Mohammed Alyas, 45, of Seldon Street, Little Horton, was jailed for three years four months for conspiracy to defraud in 2007.
He tried to illegally obtain ownership of four properties in the Bradford and Halifax areas and sell them on.
Alyas succeeded in registering his name to one of the properties which he sold for £100,000.
Following a two-day confiscation hearing at Bradford Crown Court, he has been given three months to pay back £140,000 or face a further two years and three months in jail.
Two victims of Alyas’s fraudulent activities are to be compensated for their losses.
After the hearing, Temporary Detective Chief Inspector Fran Naughton, of the force’s Economic Crime Unit, said: “Alyas would submit false and forged documentation to the Land Registry Office in order to obtain ownership of properties. He sold two properties on to unsuspecting developers and made £140,000 as a result.
“I am delighted that Alyas has been forced to pay back his ill-gotten gains and that his victims have been compensated.”
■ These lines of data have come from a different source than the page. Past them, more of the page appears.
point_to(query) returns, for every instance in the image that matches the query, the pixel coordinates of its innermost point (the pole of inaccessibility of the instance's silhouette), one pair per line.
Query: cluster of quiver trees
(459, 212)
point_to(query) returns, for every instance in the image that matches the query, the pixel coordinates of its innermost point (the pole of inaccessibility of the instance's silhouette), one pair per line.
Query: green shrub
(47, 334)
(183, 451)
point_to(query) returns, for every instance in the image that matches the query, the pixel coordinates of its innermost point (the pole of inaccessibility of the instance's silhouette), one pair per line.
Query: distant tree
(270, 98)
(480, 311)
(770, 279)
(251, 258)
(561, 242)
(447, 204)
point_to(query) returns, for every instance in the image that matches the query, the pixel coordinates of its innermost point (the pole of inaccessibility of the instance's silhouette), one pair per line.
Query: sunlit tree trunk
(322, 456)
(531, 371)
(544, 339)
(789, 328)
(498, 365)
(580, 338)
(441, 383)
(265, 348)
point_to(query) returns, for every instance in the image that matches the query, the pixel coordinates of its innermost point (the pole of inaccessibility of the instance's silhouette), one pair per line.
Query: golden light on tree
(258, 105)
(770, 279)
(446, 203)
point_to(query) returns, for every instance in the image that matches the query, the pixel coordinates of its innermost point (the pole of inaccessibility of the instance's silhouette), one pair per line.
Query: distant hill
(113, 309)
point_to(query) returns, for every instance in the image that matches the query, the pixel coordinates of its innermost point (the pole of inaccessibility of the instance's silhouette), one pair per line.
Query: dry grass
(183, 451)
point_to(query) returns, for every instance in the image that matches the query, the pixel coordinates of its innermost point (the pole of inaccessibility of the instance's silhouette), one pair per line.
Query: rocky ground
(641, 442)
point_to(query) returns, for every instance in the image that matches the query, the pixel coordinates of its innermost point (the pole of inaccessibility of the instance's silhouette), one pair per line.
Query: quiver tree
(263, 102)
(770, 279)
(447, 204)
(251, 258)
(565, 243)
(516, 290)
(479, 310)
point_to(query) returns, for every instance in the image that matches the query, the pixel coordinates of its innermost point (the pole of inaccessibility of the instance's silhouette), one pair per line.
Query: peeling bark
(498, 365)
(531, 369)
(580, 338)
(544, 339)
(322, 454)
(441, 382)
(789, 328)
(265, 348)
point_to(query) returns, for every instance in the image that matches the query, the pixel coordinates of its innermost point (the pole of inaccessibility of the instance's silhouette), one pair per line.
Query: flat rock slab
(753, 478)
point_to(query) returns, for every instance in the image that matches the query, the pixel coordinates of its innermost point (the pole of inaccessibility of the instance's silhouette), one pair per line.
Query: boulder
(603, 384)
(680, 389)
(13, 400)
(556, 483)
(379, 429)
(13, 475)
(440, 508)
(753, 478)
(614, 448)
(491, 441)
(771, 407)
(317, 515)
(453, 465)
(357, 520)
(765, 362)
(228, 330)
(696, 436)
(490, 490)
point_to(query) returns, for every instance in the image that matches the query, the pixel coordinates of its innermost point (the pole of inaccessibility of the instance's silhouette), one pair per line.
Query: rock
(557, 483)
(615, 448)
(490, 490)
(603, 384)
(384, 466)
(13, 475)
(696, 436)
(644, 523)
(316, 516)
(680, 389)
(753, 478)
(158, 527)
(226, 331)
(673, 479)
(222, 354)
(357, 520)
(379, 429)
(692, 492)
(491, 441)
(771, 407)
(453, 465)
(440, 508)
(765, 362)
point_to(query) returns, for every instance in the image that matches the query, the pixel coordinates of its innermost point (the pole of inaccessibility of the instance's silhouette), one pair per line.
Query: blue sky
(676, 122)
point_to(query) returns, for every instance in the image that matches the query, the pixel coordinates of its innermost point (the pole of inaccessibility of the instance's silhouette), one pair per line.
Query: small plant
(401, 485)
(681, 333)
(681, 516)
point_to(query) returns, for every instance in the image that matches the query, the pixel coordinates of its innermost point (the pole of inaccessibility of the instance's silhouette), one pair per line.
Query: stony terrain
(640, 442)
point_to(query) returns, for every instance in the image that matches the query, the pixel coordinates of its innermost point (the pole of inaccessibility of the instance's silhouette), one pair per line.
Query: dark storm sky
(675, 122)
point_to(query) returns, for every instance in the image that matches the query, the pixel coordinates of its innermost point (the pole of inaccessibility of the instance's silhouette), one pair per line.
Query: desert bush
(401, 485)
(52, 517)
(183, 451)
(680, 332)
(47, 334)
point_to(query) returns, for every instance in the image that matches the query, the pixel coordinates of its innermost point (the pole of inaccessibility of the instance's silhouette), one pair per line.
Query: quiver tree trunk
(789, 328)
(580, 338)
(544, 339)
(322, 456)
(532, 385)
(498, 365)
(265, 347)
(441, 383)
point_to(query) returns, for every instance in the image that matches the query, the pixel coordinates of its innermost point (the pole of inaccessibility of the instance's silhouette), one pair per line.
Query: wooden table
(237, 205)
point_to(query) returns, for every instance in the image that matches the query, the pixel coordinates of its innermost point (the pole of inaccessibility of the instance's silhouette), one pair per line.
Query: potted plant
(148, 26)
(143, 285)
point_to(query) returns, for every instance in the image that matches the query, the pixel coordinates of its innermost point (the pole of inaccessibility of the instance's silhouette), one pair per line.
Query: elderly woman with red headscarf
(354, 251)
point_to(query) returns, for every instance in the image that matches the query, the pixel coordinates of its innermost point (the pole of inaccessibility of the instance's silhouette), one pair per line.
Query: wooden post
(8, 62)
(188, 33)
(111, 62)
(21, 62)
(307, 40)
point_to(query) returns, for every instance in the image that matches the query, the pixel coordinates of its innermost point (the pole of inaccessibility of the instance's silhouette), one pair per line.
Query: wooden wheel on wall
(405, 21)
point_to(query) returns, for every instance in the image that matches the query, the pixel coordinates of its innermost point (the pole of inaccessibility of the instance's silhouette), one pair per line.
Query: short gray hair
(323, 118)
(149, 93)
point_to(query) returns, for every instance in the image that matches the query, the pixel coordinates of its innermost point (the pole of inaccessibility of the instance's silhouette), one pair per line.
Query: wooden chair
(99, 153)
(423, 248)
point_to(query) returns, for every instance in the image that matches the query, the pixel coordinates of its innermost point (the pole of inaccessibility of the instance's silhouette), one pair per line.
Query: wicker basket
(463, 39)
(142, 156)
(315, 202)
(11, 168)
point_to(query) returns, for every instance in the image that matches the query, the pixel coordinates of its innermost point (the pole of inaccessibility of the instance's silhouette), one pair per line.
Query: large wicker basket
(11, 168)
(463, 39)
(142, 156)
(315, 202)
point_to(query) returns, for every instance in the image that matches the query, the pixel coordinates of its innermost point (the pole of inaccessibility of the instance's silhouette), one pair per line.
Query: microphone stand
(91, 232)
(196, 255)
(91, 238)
The homes scam used forged documents to try to snap up derelict and empty houses by cheating the owners out of their legal rights of ownership.
Alyas, a property developer and builder, was at the head of the large-scale fraud - the first of its kind ever seen by investigating police.
Sentencing him more than four years ago, Judge Roger Scott said: “You would pull any stroke available to you to obtain title dishonestly. You used false documents and took advantage of the vulnerable.
“You failed twice and you succeeded twice, although the Land Registry transferred the title back again once they found out what happened.”
In April, 2009, Alyas failed in a legal bid to halt the confiscation process under the Proceeds of Crime Act by trying to exploit a clerical error.
His barrister claimed the hearing had been discontinued, saying the Crown wrote to the court requesting that the timetable be withdrawn administratively. The judge ruled that the process could still go ahead.